#

Mireille Montcouquiol récompensée par la Fondation pour la Recherche Médicale

Mireille Montcouquiol, chercheuse Inserm en neurosciences au Neurocentre Magendie, est lauréate d’un prix décerné le 15 novembre 2021 au Collège de France à Paris par la Fondation pour la Recherche Médicale


Chaque année, la Fondation pour la Recherche Médicale (FRM) distingue des chercheurs et chercheuses reconnus pour leurs travaux innovants et prometteurs. Financés grâce à la générosité de donateurs, récompensent des scientifiques qui, à travers l’originalité de leur parcours professionnel, contribuent au progrès de la connaissance et aux avancées de la recherche médicale d’aujourd’hui et de demain.

Mireille Montcouquiol, lauréate du prix Rachel Ajzen et Léon Iagolnitzer 2021

Spécialisée en neurosciences, Mireille Montcouquiol est directrice de recherche Inserm au Neurocentre Magendie (Inserm et université de Bordeaux – Bordeaux Neurocampus) où elle codirige l’équipe Polarité planaire et plasticité avec Nathalie Sans.
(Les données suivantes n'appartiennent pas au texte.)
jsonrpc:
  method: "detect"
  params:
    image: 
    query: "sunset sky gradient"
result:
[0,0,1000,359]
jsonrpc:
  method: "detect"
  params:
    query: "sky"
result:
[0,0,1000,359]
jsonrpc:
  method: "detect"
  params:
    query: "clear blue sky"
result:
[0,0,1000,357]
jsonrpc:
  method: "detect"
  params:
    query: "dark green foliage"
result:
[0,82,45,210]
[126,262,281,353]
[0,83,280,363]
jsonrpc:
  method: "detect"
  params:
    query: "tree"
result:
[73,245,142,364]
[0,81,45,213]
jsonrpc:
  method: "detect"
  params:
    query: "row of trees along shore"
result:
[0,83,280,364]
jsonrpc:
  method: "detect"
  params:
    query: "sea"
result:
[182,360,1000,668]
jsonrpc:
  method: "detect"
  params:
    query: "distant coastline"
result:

Elle étudie en particulier le rôle des protéines de la polarité.

La polarité – à savoir la présence d’une asymétrie, que cela soit au niveau cellulaire, tissulaire ou à l’échelle du corps entier – est présente partout dans notre organisme. Elle est à l’origine de l’organisation des tissus et détermine leur fonctionnement correct. Elle est mise en place grâce à des protéines particulières au cours du développement embryonnaire, maintenue chez l’adulte et au cours du vieillissement. Des anomalies des protéines de la polarité peuvent conduire à de nombreuses maladies : malformations cardiaques, digestives ou pulmonaires, maladies rares. Lorsqu’elles touchent à l’organisation du système nerveux, elles mènent à des troubles autistiques, à des déficiences intellectuelles, à l’épilepsie ou encore à des déficits sensoriels comme les surdités.

Avec son équipe, Mireille Montcouquiol décortique la machinerie moléculaire utilisée par les protéines de polarité pour façonner le système nerveux ; elle explore les conséquencesde leur perturbation sur sa formation et ses fonctions. Ses travaux s’appuient notamment sur des modèles de souris portant les mutations de divers gènes de polarité. Elle a ainsi découvert l’importance des protéines de polarité pour la communication, les interactions sociales, l’apprentissage et la mémoire. Tout récemment, elle a pointé le rôle central d’une protéine, appelée Vangl2, dans la plasticité de l’hippocampe – la structure cérébrale qui joue un rôle central dans la mémoire –, une propriété essentielle qui permet de diminuer le déclin cognitif lié à l’âge.

Outre les connaissances fondamentales sur le développement du système nerveux et ses anomalies, les recherches de Mireille Montcouquiol pourraient mener à de nouvelles cibles thérapeutiques dans un grand nombre de pathologies.

Le prix Rachel Ajzen et Léon Iagolnitzer, d’un montant de 20 000 €, soutient des travaux de recherche fondamentale dans le domaine de la compréhension des mécanismes du vieillissement et en particulier en ce qui concerne le cerveau dans des conditions normales et pathologiques.

Lauréats 2020

Mireille Montcouquiol succède donc à Erwan Bezard, lauréat en 2020 du prix Rachel Ajzen et Léon Iagolnitzer.

En 2020, la FRM avait soutenu financièrement 10 projets dans les laboratoires de Bordeaux Neurocampus et remis deux prix, l’un à Erwan Bezard, l’autre à Gwendal Lemasson. La soirée de lauréats FRM bordelais a eu lieu à la librairie Mollat le 8 novembre 2021. Elle a montré le dynamisme de notre communauté dans le domaine de la recherche biomédicale.